Od początku do końca

Innym błędem popełnianym przez agencje jest dopuszczanie do zbyt częstych zmian zespołu obsługującego klienta. Zmiany takie są na ogół odczytywane jako jednoznaczny sygnał o pogarszającej się jakości usług. Zwykle bowiem nowa osoba musi „zmierzyć się” z tematem od początku, a klient jest zmuszony edukować agencję od początku. Na ocenę jakości wpływa także „podmienianie” kadry zarządzającej projektem, z początkowo prezentowanej, dysponującej dużym doświadczeniem, na młodszą – „mniej”. Z praktyki agencji wiadomo, że „młodziej” nie zawsze znaczy „gorzej”. Klienci jednak zmiany takie traktują w kategorii obniżenia jakości działania.

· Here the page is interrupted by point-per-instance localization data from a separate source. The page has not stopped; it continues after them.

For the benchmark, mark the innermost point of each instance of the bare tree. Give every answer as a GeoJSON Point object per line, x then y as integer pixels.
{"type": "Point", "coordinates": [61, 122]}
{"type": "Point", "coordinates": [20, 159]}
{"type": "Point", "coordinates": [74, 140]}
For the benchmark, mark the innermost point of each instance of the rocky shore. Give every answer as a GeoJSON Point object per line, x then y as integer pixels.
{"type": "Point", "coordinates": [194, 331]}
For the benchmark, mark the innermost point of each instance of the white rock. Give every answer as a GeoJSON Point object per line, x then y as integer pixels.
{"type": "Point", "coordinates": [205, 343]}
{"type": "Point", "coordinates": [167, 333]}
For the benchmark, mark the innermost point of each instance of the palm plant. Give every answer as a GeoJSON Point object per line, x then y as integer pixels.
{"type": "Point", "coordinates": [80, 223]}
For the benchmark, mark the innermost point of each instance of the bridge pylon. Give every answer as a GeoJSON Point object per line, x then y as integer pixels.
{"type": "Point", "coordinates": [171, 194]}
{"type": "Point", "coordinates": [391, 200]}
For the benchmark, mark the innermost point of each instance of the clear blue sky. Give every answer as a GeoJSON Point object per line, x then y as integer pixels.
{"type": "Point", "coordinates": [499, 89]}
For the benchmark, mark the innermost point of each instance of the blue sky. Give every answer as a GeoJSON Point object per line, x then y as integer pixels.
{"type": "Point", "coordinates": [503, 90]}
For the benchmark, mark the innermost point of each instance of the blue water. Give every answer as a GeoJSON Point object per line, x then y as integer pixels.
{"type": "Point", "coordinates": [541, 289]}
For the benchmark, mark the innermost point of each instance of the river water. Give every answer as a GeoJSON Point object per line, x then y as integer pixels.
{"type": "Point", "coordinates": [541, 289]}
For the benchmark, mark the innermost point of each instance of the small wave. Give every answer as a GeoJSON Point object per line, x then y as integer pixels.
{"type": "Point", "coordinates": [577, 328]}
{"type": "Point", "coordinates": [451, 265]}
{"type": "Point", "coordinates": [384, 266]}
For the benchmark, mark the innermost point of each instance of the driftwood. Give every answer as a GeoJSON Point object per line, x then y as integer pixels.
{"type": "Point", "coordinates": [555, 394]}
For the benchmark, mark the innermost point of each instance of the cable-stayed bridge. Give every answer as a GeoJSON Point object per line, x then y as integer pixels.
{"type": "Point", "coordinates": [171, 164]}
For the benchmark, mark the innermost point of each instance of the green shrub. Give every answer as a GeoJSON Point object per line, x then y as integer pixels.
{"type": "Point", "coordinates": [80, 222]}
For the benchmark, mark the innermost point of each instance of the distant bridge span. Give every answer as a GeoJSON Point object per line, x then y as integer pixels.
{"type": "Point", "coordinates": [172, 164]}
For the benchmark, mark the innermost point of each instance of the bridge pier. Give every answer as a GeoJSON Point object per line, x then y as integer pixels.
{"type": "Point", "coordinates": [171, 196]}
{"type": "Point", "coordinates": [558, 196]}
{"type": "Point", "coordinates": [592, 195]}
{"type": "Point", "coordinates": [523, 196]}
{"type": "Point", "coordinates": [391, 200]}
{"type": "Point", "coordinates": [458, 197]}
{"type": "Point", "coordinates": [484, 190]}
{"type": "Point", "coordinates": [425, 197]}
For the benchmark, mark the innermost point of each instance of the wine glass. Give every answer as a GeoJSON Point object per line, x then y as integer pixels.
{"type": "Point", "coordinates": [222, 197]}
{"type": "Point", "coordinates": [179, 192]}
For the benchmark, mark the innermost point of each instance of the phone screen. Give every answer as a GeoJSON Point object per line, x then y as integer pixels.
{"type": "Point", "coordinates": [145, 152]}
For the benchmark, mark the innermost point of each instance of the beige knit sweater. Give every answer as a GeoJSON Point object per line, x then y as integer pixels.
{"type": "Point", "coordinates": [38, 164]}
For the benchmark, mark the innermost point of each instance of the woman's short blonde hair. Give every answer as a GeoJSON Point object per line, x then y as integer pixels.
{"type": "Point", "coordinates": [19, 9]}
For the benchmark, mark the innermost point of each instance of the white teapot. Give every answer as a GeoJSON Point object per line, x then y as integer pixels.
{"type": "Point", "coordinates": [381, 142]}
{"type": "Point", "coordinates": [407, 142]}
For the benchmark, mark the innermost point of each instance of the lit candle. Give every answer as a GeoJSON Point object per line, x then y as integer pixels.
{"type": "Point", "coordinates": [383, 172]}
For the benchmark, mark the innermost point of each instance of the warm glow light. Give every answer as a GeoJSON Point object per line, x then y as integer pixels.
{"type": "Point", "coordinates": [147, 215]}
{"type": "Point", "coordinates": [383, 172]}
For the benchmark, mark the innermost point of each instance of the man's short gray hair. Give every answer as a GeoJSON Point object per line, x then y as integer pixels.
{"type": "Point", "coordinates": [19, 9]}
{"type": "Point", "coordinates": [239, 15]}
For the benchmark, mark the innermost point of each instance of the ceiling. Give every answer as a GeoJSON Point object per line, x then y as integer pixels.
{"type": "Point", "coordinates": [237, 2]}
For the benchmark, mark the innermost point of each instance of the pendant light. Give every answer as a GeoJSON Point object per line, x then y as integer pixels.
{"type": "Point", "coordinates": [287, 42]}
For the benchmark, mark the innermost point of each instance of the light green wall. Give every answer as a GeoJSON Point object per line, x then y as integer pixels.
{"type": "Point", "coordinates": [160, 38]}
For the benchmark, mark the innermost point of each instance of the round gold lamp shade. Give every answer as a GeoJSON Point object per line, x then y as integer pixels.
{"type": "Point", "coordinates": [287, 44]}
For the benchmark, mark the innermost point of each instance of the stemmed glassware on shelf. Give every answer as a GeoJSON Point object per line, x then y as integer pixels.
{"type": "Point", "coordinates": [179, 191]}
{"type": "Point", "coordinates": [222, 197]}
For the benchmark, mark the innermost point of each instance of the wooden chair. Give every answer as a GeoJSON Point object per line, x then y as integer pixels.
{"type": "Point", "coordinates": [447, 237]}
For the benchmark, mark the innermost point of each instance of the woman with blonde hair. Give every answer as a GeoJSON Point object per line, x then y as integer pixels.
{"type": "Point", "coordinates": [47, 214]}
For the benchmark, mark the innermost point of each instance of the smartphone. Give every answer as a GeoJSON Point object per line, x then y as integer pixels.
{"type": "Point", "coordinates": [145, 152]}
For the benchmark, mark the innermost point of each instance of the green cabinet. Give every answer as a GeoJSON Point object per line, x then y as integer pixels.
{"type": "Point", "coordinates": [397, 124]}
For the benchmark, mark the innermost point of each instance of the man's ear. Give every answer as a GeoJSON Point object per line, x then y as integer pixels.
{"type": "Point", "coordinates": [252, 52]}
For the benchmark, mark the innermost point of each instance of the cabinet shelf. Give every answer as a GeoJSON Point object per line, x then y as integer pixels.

Presja rynku i malejące budżety zaczynają także wywoływać „wojnę ofertową”. Klienci wymuszają nie tylko coraz niższe stawki, ale także coraz wyższe wymagania terminowe. Nierzetelne obietnice ze strony agencji, skutkujące naruszeniami harmonogramu, są kolejnym grzechem jakości PR.

PR – małżeństwo na dobre i na złe

Na koniec dodam najbardziej banalną prawdę dotyczącą ewaluacji naszej – konsultantów – pracy. W ocenie rzemiosła PR nie wolno zapominać o podstawowej zasadzie: „działamy w sferze ulotnej”. Komunikowanie się, także codzienne, nie zawsze przynosi skutki natychmiastowe. Często przekonanie otoczenia do siebie zajmuje więcej czasu, niżby wynikało to z pobożnych życzeń firmy i jej zarządu. Dziennikarze nie zainteresowani tematem nie podejmą go tak długo, jak długo nie uznają go za „gorący” czy odpowiedni. Czy warto zatem podejmować pochopne decyzje rezygnując z agencji po trzech miesiącach współpracy, pod pretekstem braku efektów medialnych? Współpraca z zewnętrznymi konsultantami PR to naprawdę małżeństwo na dobre i złe. Ile razy w życiu po okresach narzeczeństwa i kolejnych ślubach można się rozwodzić? Może warto zastanowić się nad sobą i staranniejszym doborem partnera, pamiętając jednak o tym, że i jemu potrzeba czasu. Dajmy sobie szansę.